Hufeland, whose acquaintance with Hahnemann was, as he said, “of long standing, and who, connected with him for more than thirty years by ties both of friendship and of letters valued him always as one of our most distinguished, intelligent and original medical men.” . . . “I had subsequently the opportunity,” he continues, “of observing many instances of good results from the use of homoeopathic remedies, which necessarily drew my attention to this subject and convinced me that it ought not to be contemptuously pushed on one side, but deserves careful investigation.”

This, the statement of one who was called “The Nestor of German medicine”; from one who was an eyewitness to the origin, development and progress of the whole movement. Again let us hear the testimony of one who, leaving his native American soil, in those days when to announce oneself as a follower of Hahnemann spelled anathema. I refer to that veteran editor and pioneer in homoeopathy, Dr. Gerald Hull, for many years the editor of the Homoeopathic Examiner, the earliest of our published American journals.

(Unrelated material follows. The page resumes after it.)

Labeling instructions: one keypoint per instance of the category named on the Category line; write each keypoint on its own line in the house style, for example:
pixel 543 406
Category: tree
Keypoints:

“The American homoeopathist,” he wrote, “besides his mere pleasure of travelling, has a sacred and unwearying pilgrimage to perform, not to the mausoleums of the departed, but to the sanctuary of a living genius. The authors of most reforms have hallowed them by death; but Hahnemann, whom a venerable senectitude of fourscore and seven years personalities as their type, more fortunate than they, has lived to witness his system pass triumphantly through the ordeal of prospective persecution, and is now blessed in the autumn of his life, with the vision of its elevation to a brilliant distinction, constantly progressive, and as exalted as its dispensations are prolific in happiness to the countless victims of medicine and disease”.

Benjamin Woodbury
Dr Benjamin Collins WOODBURY (1882-1948)
Benjamin Collins Woodbury was born August 13, 1882, at Patten, Maine. He was the son of Dr. Benjamin Collins, a homeopathic physician, and Matidle Albina (Knowles). He attended Patten Academy and received his M.D. from Boston University Medical School in 1906. Following graduation Dr. Woodbury began his practice in Lewiston and Winthrop, Maine, and in 1907 moved to Portsmouth, New Hampshire, where he practiced for the next nine years. Dr. Woodbury married Miss Gertrude Fancis O'Neill of Boston at Eliot, Maine on June 18, 1915.

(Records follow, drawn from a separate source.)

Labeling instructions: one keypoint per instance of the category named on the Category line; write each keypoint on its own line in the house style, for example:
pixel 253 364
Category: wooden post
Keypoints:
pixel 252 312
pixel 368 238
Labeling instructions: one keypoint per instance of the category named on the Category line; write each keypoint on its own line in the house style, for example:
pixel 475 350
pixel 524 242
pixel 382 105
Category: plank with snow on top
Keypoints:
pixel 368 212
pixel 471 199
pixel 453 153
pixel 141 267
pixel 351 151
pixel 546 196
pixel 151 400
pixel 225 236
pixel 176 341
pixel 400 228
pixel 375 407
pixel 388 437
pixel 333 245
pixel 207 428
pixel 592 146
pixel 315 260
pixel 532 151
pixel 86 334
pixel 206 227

In March, 1919, Dr. Woodbury left the Islands and located in San Francisco where he practiced for two years and then returned to the East and established a practice in Boston. He was a trustee and a member of the staff of the Hahnemann Hospital, Boston, and in 1947 was elected president if the International Hahnemann Institute, Washington, D.C. He also gave many lectures on homeopathy at Boston University and at postgraduate sessions of the American foundation of Homeopathy.
Dr. Woodbury died on January 22, 1948, in Boston at the age of 65.
The doctor was the author of "Materia Medica for Nurses", published in 1922 and of many articles in medical journals in England, India, and the United States. Dr. Woodbury was also a writer of plays and poetry.